Brillengoochelaar

Auteur: Klaartje Olde Loohuis

Mijn zoon van 6 wil leren toveren. Van zijn goochelende opa heeft hij veel inspiratie opgedaan. Met enige onhandigheid verstopt hij zijn loep achter zijn rug en tovert een oud gekrast brilletje ervoor terug. En vice versa.

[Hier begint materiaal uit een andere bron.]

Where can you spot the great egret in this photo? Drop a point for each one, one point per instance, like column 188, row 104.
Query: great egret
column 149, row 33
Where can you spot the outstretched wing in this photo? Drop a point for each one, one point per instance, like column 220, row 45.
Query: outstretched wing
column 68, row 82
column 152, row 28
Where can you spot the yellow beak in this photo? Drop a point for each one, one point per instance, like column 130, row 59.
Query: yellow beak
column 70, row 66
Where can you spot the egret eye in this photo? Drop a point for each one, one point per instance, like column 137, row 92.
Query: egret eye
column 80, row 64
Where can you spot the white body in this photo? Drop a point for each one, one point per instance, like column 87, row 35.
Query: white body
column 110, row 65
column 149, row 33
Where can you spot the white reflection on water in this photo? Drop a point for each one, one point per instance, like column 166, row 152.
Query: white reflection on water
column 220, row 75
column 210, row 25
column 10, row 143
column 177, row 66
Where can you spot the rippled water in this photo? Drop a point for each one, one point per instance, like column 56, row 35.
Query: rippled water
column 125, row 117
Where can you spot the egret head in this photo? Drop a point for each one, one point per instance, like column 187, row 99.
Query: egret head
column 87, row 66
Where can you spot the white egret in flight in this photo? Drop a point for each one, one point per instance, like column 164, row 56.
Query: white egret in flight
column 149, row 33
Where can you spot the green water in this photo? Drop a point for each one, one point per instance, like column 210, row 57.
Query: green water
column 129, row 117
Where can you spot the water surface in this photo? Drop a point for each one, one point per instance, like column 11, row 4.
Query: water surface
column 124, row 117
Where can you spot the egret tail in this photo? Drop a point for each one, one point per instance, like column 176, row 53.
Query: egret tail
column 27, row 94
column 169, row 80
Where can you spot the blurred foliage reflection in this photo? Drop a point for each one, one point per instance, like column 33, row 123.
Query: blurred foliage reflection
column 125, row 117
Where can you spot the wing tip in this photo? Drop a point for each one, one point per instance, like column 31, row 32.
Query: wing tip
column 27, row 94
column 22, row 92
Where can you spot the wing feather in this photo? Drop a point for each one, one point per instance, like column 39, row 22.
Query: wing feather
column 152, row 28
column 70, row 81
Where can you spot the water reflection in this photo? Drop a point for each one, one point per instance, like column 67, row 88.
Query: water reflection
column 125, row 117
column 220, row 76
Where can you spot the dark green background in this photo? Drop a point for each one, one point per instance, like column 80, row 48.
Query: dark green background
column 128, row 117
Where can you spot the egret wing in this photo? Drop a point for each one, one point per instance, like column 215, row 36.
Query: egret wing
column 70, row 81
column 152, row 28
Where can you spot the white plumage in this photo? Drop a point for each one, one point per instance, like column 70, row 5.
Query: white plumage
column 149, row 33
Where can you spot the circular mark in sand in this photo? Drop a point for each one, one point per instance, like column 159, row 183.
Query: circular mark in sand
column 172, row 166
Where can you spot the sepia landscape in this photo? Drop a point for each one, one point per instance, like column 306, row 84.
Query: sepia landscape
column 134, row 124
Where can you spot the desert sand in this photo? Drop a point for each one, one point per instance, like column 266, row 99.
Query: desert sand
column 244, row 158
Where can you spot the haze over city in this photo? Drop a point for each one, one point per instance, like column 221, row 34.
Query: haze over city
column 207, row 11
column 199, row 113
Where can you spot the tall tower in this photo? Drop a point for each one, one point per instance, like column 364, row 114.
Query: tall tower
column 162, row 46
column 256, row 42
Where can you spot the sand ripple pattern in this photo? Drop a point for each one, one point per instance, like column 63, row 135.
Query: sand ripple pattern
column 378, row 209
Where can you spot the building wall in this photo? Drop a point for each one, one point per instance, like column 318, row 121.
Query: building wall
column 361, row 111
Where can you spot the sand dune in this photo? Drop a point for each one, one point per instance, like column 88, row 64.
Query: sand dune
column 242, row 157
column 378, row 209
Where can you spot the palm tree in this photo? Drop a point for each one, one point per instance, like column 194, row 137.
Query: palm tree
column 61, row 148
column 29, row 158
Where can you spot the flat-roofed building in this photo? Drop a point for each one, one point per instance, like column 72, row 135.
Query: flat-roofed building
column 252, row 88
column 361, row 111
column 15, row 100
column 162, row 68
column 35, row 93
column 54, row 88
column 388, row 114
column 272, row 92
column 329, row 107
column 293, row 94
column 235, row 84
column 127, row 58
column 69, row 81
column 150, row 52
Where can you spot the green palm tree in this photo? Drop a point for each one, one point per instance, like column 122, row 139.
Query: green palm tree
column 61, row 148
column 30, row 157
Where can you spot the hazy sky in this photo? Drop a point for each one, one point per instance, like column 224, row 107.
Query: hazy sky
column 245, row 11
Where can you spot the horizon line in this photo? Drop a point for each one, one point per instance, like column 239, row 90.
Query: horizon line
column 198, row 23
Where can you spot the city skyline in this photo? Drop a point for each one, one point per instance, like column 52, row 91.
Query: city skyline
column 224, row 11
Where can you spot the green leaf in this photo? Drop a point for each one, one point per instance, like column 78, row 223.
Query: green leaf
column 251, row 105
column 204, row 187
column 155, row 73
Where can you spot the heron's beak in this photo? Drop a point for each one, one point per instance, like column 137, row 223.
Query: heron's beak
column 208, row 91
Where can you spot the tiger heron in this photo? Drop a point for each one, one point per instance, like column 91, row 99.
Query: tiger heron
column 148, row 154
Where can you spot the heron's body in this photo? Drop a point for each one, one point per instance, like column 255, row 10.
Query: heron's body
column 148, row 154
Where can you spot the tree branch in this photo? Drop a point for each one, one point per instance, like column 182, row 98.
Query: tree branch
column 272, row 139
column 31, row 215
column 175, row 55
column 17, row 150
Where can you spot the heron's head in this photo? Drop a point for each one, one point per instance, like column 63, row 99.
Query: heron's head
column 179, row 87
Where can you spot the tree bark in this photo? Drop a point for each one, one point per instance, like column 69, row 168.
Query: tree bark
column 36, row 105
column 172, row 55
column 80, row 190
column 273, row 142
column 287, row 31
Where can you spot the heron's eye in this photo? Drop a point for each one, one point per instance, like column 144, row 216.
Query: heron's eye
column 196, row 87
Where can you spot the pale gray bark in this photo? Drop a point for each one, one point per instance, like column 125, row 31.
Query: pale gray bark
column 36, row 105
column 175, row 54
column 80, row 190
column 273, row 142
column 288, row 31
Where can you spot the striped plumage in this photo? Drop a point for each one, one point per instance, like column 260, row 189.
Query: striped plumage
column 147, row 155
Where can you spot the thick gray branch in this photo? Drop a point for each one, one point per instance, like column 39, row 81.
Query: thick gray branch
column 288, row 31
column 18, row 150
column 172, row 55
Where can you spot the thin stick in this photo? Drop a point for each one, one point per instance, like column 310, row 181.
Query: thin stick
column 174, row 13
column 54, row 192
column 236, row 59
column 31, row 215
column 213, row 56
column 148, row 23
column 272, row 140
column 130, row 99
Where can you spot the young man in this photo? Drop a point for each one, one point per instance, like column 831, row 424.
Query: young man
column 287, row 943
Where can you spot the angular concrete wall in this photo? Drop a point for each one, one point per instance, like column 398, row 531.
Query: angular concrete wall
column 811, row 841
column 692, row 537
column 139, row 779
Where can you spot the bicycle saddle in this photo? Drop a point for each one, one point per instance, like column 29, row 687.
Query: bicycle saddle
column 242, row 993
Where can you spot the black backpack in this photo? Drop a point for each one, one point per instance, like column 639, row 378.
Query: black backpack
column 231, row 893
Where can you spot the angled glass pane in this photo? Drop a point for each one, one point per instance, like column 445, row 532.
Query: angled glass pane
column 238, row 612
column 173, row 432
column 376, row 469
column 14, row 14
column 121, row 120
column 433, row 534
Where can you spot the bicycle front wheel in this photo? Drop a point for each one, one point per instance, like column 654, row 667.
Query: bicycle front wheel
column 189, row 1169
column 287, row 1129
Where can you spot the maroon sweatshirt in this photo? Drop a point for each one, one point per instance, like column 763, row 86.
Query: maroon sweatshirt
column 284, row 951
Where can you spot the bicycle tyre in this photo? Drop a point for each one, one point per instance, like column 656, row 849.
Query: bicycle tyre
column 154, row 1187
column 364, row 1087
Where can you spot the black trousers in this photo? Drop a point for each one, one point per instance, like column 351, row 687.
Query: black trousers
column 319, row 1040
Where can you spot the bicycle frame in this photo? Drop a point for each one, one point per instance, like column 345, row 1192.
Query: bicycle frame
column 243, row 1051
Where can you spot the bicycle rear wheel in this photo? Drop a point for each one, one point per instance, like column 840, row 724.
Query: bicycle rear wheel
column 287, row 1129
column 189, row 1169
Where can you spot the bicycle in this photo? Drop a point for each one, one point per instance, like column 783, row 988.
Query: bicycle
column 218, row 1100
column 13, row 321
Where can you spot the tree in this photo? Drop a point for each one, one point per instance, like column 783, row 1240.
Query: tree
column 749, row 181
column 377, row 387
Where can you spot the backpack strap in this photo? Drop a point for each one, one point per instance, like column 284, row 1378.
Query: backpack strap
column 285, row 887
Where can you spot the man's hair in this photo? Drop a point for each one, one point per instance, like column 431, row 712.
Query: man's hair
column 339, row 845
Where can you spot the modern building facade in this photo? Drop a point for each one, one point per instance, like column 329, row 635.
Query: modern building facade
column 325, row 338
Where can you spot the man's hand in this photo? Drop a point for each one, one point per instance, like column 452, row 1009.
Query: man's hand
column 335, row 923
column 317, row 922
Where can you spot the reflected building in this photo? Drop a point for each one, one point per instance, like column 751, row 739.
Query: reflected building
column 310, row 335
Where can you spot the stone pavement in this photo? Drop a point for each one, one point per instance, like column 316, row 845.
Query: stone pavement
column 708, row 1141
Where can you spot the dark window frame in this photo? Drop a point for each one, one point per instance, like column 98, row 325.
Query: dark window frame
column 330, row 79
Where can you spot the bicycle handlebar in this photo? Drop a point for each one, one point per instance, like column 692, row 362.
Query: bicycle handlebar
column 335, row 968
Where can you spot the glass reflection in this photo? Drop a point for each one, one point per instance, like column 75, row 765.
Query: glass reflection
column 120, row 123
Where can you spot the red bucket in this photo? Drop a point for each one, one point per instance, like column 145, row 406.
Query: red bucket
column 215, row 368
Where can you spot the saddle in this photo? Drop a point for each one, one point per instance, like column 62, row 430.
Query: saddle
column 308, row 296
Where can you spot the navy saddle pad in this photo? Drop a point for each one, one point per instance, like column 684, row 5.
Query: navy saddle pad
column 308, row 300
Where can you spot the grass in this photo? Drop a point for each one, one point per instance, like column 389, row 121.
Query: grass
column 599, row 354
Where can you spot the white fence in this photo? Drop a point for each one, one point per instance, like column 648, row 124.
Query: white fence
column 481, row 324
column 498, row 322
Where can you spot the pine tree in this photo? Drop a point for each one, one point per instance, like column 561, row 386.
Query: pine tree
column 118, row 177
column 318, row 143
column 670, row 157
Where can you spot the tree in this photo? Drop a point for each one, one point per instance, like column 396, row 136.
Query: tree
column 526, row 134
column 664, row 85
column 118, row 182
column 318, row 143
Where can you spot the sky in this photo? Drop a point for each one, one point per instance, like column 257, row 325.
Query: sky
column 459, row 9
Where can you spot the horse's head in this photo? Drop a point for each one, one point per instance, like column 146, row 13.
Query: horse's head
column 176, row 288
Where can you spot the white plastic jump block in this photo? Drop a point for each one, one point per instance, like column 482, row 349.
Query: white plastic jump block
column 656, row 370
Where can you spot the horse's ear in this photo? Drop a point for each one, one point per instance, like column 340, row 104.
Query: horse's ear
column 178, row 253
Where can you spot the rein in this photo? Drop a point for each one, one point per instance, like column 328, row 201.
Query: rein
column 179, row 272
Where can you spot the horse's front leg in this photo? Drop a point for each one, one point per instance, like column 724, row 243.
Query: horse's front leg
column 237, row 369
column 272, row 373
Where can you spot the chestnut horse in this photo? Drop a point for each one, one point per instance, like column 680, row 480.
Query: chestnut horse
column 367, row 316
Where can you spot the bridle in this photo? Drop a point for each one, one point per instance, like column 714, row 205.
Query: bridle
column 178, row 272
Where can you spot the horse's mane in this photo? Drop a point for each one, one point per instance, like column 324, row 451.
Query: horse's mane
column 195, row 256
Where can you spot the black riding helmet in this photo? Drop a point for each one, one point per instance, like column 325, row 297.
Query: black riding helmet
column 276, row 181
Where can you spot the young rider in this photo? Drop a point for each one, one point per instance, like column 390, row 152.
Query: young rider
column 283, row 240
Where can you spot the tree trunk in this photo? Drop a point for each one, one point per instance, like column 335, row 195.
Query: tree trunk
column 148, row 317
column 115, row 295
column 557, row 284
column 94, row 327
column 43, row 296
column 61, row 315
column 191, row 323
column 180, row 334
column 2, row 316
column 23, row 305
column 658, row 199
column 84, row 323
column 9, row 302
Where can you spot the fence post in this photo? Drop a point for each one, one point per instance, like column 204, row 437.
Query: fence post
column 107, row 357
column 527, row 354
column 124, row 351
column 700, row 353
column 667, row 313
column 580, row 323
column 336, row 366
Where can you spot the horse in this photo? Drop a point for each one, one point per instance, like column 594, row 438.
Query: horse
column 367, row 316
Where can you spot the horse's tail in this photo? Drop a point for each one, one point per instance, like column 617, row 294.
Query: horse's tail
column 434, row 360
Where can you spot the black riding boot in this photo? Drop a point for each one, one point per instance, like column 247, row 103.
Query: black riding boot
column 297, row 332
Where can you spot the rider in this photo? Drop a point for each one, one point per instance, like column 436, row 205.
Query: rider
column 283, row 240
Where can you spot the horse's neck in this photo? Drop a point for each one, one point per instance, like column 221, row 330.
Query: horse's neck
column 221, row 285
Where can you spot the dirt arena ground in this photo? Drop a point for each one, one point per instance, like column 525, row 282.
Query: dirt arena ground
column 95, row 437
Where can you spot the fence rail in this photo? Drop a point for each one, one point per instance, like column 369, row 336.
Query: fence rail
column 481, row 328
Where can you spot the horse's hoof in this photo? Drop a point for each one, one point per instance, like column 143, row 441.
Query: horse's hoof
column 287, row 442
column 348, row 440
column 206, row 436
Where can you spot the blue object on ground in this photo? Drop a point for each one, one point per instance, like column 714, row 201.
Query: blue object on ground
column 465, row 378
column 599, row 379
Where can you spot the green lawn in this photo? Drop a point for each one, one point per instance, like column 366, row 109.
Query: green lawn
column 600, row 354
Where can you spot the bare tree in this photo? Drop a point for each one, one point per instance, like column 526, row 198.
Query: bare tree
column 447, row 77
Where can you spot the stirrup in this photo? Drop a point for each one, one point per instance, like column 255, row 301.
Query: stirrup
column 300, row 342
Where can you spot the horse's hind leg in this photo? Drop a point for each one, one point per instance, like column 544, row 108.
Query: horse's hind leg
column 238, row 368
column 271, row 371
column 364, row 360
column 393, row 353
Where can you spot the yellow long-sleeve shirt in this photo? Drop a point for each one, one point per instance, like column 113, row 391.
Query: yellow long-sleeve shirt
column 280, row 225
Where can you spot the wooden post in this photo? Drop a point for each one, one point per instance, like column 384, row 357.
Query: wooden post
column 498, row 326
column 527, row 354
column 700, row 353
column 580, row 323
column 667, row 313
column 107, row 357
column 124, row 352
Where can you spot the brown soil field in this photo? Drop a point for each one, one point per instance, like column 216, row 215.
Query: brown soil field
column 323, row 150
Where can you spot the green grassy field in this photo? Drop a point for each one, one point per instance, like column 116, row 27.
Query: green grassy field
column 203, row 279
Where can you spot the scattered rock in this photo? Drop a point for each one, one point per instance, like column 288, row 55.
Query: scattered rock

Ik denk aan mijn eigen ‘bril’ van de laatste tijd. De bril van een beginnende wetenschapper, van een epidemioloog in opleiding. Een hele andere bril dan die van een klinisch arts, een huisarts en tropenarts, die ik voorkort nog droeg. Soms, als ik voor examens statistiek studeer en me verdiep in statistische methoden als regressie of zelfs nieuwere methoden als bootstrapping en permutatietesten kan ik nog wel eens verstrikt raken in die focus toestand. ‘wat heeft dit ook alweer te maken met mijn vak, met het behandelen van patiënten? Hoe helpt dit mijn doel om een bijdrage te leveren de zorg voor kwetsbare groepen te verbeteren?’ Op zo’n moment helpt het altijd om weer even mijn bril af te zetten. Vanuit een afstand te relativeren. Dat de statistiek een tool is die me hierin verder helpt en niet (voor mij althans) een doel op zich is.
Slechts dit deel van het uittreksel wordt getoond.